メンタルヘルスコスト・シミュレーションモデル

MOSIMO(Mental health-cost Original Simulation Model)
~メンタルヘルス不調による休職者が発生した場合の企業の損失コストを簡単に試算~

近年、企業を取り巻く状況として、従業員が受ける精神的な負担は依然高い傾向にあり、自分の仕事や職業生活に関して強い不安、悩み、ストレスが「ある」とする労働者の割合は58.0%1)という状況にあります。
仕事上のストレスが原因でうつ病などの精神疾患等になったとして労災申請を請求する人や労災認定される人は年々増加しており、従業員が過労死(過労自殺)したケースでは、「心の健康」に関する安全配慮義務違反により巨額な損害賠償金の支払いを企業に命じる判決が出ています。

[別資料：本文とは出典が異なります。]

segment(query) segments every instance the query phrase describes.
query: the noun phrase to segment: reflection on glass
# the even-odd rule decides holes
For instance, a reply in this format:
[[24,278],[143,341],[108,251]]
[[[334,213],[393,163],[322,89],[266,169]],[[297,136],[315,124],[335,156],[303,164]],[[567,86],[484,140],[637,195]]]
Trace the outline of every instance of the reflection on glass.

このように、企業における従業員のメンタルヘルスに関する問題は、単なる個人の問題ではなく、労務管理、経営リスクマネジメントの問題として、企業が主体的に取り組まなければならないものとなっています。
企業では、メンタルヘルス不調者の「早期発見・早期介入」、「長期化や再発の防止」に向けた対策の一環として、EAP*1サービスを提供する外部の専門事業者(以下:「EAP事業者」)の採用を検討するケースが増えています。

企業では、このEAP事業者の採用を検討する際に、「費用対効果」を検証する観点から、メンタルヘルス不調による休職者が発生したことに伴い、生産性に及ぼす影響や負担する損失コスト*2について関心が高まっています。

そこで、私ども株式会社保健同人社三井住友海上火災保険株式会社は、従業員がメンタルヘルス不調に伴い休職した際、企業に発生するコストについて共同研究を行い、掲題のシミュレーションモデルを開発しました。このシミュレーションモデルでは、休職する従業員の年収と休職期間を入力することにより、損失コストを試算することが可能となります。
なお、シミュレーションモデルの作成に当たっては、中村雅和社会保険労務士事務所 中辻めぐみ 氏に監修いただき、より一般的な企業の実態に即したものとなっております。

このシミュレーションモデルの活用により、企業のメンタルヘルス対策の検討や企業の損失コストの最小化の一助となれば幸いです。

  1. *1:Employee Assistance Program(従業員のメンタルヘルス対策などの総合的な支援制度)
  2. *2:損失コストについては、質的・量的な側面から様々な評価や試算が行われていますが、「前提条件が不明確である」とか「現実とのギャップがある」などの指摘がありました。